Por ser mujeriego tuvo problemas. Cuando estaba lúcido, la culpa le caía de golpe y porrazo. Cuando rechazó a Simone de Beauvoir, esta mujer no se lo perdonó, aunque bien sabía que hay esos que perdonan pero no olvidan, en cambio Clamence, los olvidaba y no se acordaba ni cómo se llamaban.

Una noche, cuando cruzaba el Puente de las Artes en París, oyó un grito: era una mujer a la que le dio la espalda antes que cayera en el Sena: “casi al momento oí un grito que se repitió varias veces y que bajaba con la corriente del río. Cesó de repente.”

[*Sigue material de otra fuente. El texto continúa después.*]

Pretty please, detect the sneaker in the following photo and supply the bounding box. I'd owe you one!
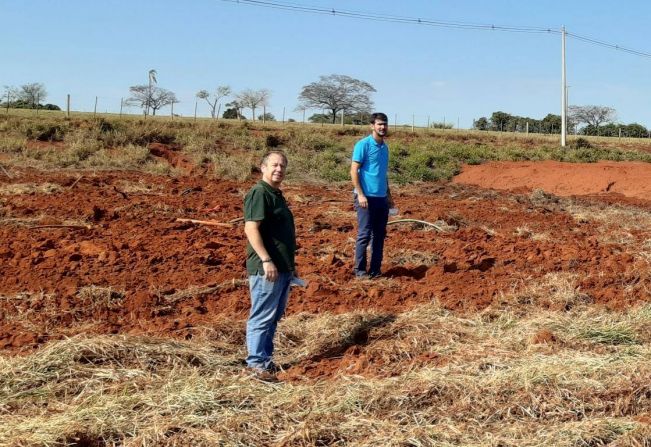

Entonces, con la culpa a cuestas, se exila y se convierte en su propio juez: abandona todo y atiende a sus clientes en el corazón del Tepito de Ámsterdam, en el bar Mexico-City, donde despachaba como juez-penitente, contando su historia que, en realidad, es un espejo donde nos podemos ver de cuerpo entero. 

La culpa de no haber salvado a esa mujer es una metáfora de la situación personal de Camus, tanto de su primera esposa que era morfinómana, como de Francine, la madre de sus hijos, “que le emocionaba por su encanto”, pero que era una enferma depresiva. 

Mejor sus amantes, como María Casarés, la preferida, con quien mantuvo una correspondencia apasionada (1944-1959), hasta un año antes que Camus muriera en un accidente.